On Fri, Jul 14, 2023 at 10:43:51PM +0200, Ralf Hemmecke wrote:
> > > Certainly not a problem for the definition of smaller?, as it just
> > > wants a linear order, but for factorization I would have expected
> > > that a polynomial with a smaller degree counts as smaller.
> > 
> > Well, SparseMultivariatePolynomial uses lexicographic order.No. That is
> > not true.S := SMP(Integer, Symbol);px := x::S;py := y::S;
> smaller?(-py^100,px) -- returns true
> smaller?( py^100,px) -- returns false
> 
> For Gröbner bases lex order just works on the exponent vectors and
> doesn't care about the coefficient ring at all.

Well, I would say that for Groebner bases order _is_ on exponent
vectors.  But given order in base ring and order on exponents,
we have unique extention to polynomials satisfying axioms of
ordered ring such that monomial with coefficient 1 are ordered
via exponents.

> Certainly not a total
> order suitable for Comparable. A simpler probably cheaper total order
> for SMP would be to just compare degree in the main variable and only if
> that is equal apply smaller? to the leading coefficient (a polynomial in
> one variable less). That also ends with calling smaller?(r1,r2) on the
> base ring R, but most probably recusion is not so deep because the
> polynomials differ in degree in the main variable.

Well, for ordered sets currently Comparable gives the same order
as order from OrderedSet.  Not stricly necessary, but simplifies
things because we can reuse implementations.

Concerning order in SparseMultivariatePolynomial, both 'degree' and
'leadingCoefficient' are expensive, but 'degree' is more expensice.
Namely, 'degree' produces list of pairs (symbol, exponent) (element of
IndexedExponents).  To do this 'degree' must recurse.  Similar
recursion is used for 'leadingCoefficient', but 'leadingCoefficient'
can just return its result.  'degree' must create appropriate
data structure.  AFAICS there are several small and moderate
inefficiences in 'smaller?' that together lead to slowness.

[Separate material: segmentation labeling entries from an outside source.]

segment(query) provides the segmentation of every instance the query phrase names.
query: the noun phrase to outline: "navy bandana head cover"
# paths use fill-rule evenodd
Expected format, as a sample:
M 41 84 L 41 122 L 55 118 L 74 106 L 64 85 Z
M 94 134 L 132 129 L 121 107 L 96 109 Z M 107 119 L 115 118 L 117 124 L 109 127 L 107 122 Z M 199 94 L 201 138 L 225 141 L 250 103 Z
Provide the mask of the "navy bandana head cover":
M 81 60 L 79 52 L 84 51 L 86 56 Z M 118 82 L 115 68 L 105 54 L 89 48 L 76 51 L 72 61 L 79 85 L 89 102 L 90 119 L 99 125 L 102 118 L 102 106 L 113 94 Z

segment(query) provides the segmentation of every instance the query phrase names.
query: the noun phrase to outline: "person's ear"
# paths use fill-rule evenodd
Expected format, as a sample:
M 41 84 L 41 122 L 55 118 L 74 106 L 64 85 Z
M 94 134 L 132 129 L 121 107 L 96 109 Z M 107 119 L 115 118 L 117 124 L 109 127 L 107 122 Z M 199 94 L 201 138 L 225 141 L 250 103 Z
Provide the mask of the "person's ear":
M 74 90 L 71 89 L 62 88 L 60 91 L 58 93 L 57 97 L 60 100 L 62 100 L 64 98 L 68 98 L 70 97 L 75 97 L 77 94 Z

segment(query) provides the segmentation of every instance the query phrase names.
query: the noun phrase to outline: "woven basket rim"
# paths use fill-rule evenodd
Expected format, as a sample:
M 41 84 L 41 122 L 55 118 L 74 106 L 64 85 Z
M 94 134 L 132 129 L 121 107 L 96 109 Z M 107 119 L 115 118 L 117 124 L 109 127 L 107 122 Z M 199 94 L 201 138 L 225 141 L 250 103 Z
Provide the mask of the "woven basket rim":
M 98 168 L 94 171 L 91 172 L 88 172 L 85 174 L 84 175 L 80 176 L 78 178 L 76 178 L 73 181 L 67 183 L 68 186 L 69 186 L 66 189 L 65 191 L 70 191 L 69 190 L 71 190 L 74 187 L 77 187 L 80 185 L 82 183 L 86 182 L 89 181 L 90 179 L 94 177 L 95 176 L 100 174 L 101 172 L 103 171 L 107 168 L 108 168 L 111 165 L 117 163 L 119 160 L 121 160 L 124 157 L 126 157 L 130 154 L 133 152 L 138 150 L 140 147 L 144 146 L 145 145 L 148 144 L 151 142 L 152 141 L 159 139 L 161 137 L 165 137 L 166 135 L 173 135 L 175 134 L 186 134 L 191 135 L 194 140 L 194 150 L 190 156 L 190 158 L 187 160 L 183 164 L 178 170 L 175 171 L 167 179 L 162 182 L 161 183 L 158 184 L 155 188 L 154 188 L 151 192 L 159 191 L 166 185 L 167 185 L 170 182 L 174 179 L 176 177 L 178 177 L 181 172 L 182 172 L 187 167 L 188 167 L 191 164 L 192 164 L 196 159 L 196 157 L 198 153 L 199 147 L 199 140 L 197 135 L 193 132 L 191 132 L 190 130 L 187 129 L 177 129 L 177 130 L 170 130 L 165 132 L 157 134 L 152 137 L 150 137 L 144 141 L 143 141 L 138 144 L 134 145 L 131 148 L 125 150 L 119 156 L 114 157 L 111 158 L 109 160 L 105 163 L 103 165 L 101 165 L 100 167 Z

> > Current answer to your wish for degree order is "use domain with degree
> > order like HomogeneousDistributedMultivariatePolynomial".
> 
> No, no. I never wished for something. Just my expectations were not met.
> 
> > I must say that I am not fully satisfied with this answer, but
> > lexicographic order as _default_ order for SparseMultivariatePolynomial
> > makes a lot of sense.
> 
> Yes, of course. But what order are you talking about, the one given by
> smaller? is maybe lexicographic, but not in the sense it is usually used
> in Gröbner bases theory. POLYCAT-;smaller? implement an order that works
> by virtually introducing 0-coefficients in order to bring both
> polynomials to the same degree. Possible, but I have the feeling that it
> is costly.

That is just _one_ of several small things slowing 'smaller?'.

> > Including coefficients is necessary to have ordered ring. Note that
> > over fields our univariate factors are monic.  Over integers we
> > normalize factors so that leading coefficient is positive.  So in
> > both cases bigger degree will win.
> 
> I don't check now, but on this subset both implementations might give the
> same result, but I still claim that the one that only recurses if the
> degrees in the main variable are equal has less work to do.

You missed significant part: 'smaller?' is in PolynomialCategory,
it only sees degree as element of IndexedExponents.  In particular
'smaller?' has no idea that there is main variable.  It works
essentially the same if you give it
HomogeneousDistributedMultivariatePolynomial.  'smaller?' simply
calls 'degree' to get representation of exponent vector, than
calls comparison functions to compare exponents.  Then calls
'leadingCoefficient' to extract leading coefficient.  Main cost
is due to genrality: all those things have to be SPADCALL-s.
Due to SPADCALL-s real work is probably less than overhead of
dispatch.

Specialized version for SparseMultivariatePolynomial could be
much faster, it still would have do work to extract leading
coefficient, but could do this in a loop using inlinable code
instead of recursion via SPADCALL-s.